Mit einer katastrophalen Auftragslage und stark nachlassenden Aufträgen begründet eine Sprecherin des Automobilzulieferers die Entscheidung, den größten Teil der Arbeiter zu entlassen. Von den derzeit 270 Angestellten werden bis Mitte des kommenden Jahres nur noch 90 am Standort Dietfurt beschäftigt sein, der Rest soll in den ersten Monaten des neuen Jahrs nach und nach das Unternehmen verlassen. Der allgemeine Wandel in der Automobilindustrie, der auch die Zulieferer arg beutelt, wirke sich auch bei Hanwha Advanced Materials aus, hieß es. Dort werden zur Schalldämmung von Fahrzeugen Unterbodenverkleidungen und Radlagerschalen gefertigt. Hanwha fertigt unter anderem für Audi, BMW und Volkswagen. Zur miesen Auftragslage hinzu komme die Coronakrise, die dem Unternehmen zusätzlich zu schaffen macht, das deshalb schon von März bis Juni in Kurzarbeit ging.
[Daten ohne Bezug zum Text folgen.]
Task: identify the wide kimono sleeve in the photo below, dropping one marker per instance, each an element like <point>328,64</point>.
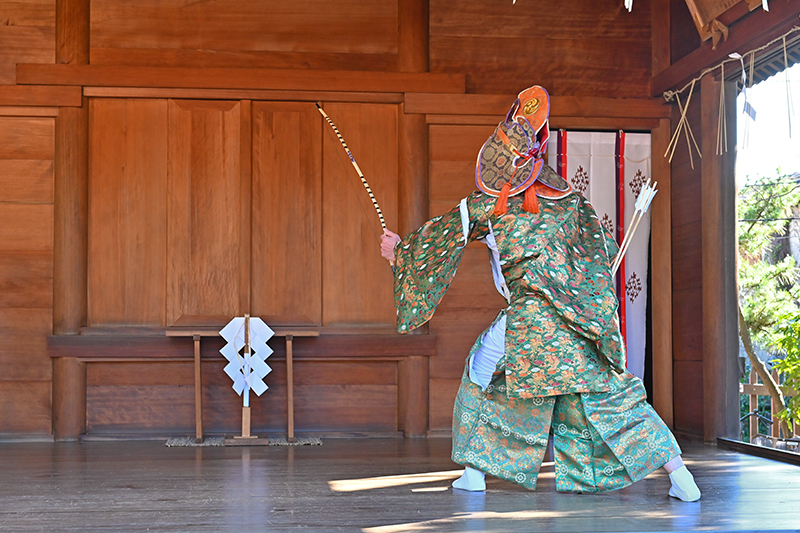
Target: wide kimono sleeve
<point>574,276</point>
<point>427,259</point>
"Wir haben zusammen mit dem Betriebsrat einen Sozialplan erstellt, der akkurat umgesetzt wird", ist zu hören. Viele Angestellte von Hanwha kommen aus osteuropäischen Ländern, aus Ungarn, Polen oder Kroatien. Sie werden wohl in ihre Heimatländer zurückkehren, wenn es ihnen nicht gelingt, hier einen neuen Job zu ergattern. Doch sind laut Hanwha alle Lohngruppen bei diesem radikalen Stellenabbau betroffen, nicht nur die in der Fertigung. Auch Dietfurter Arbeitnehmer seien gekündigt worden, informiert die Unternehmenssprecherin, die nach Anweisung der Firmenleitung nicht namentlich genannt werden will.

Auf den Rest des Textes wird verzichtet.